Apalagi yang diharapkan sebagai orang tua adalah memberi yang terbaik untuk anaknya dalam bentuk apapun ,itu adalah bentuk kecintaan orang tua pada anaknya.Jika orang tua mampu memberi yang sesuai ,kenapa harus membelikan atau memberi yang lebih rendah,dalam artian bukan memanjakan.
Bagi seseorang seusia saya ,pasti mengalami yang namanya keinginan agar anak-anak nantinya mendapatkan masa depan yang terbaik.Termasuk pemilihan sekolah anak. Apapun nanti hasilnya itu adalah masalah nasib dan keberuntungan .Mungkin saja ada yang berfikir secara sangat demokratis,sekolah sama saja,pokoknya sekolah dapat ijasah dapat kerja,mungkin itu era generasi orang tua saya yang membiarkan anak-anak mengurus sendiri sekolah yang dia mau
Beda dengan generasi saat saya jadi orang tua,baik saat anak-anak mulai Sekolah Dasar sampai Perguruan Tinggi.Yang tidak memiliki kemampuan tersingkir,bukan soal kemampuan uang,tetapi kemampuan siswa menyerap mata pelajaran.
Anak yang memang punya otak encer dan brilian,tanpa fasilitas yang memadaipun tetap cemerlang dan bisa meraih kesuksesan,beda lagi yang sebaliknya,mau dikasih les prifat pelajaran seminggu tujuh kali,setiap hari dua guru,ketika tidak mampu menyerap yang malah bisa stres.
Kasus dimana anak dipaksa masuk ke sekolah swasta yang murid-muridnya pandai,sementara murid tersebut dalam kategori medium dalam menyerap pelajaran,ya tetap tertinggal,bahkan les pun kadang tidak membantu.
Sekolah Negeri mengisyaratkan minimum nilai untuk masuk ke sebuah sekolah adalah untuk mengayak kemampuan yang setara dengan murid lainnya ,sehingga memudahkan guru mengajar dan memudahkan cara murid menyerap pelajaran.
Sekolah favorit memang memiliki kelebihan yang begitu diperebutkan antara lain adalah tolok ukur nilai kelulusan,tolok ukur lulusannya diterima di PT mana,tolok ukur lomba yang berhasil diraih,tolok ukur alumni yang berhasil,tolok ukur kelengkapan dan fasilitas sekolah,tolok ukur guru-guru yang berprestasi serta murid yang berprestasi.Murid yang pandai dan tekun dan belajar dalam suasana kondusif itulah yang membentuk sebuah sekolah dengan strata masing-masing.

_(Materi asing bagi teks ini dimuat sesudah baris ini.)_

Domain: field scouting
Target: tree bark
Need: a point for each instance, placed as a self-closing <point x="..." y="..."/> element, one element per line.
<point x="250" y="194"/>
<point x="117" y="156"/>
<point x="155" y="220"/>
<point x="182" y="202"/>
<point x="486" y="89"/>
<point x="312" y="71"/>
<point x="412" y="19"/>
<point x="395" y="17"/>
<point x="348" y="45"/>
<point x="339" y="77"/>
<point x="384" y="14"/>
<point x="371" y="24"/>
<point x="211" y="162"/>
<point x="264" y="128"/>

Jelas akan berbeda dengan sekolah yang muridnya banyak melakukan tawuran atau perkelahian dengan sekolah lain.Atau suasana belajar yang kurang kondusif,fasilitas yang kurang lengkap,kemampuan siswa itu sendiri.
Kalau kemudian ada perubahan ke arah sistim zonasi adalah agar memudahkan transportasi dan yang lebih dekat,saya rasa harus diolah,tetap saja sistim zonasi misal radius lima kilometer,orang tua tetap akan mencari sekolah yang terbaik dalam zonasi itu.Tetap saja ada sekolah yang kelebihan dan kekurangan murid.
Kalau bicara tentang kastanisasi,dimanapun ada yang memiliki kastanisasi dan tidak bisa dihindari.Para pekerja pun punya kastanisasi atau level-level yang bertingkat,strata hidup seseorang,yang hidup di perumahan mewah atau di kampung ruwet,punya kelas tersendiri.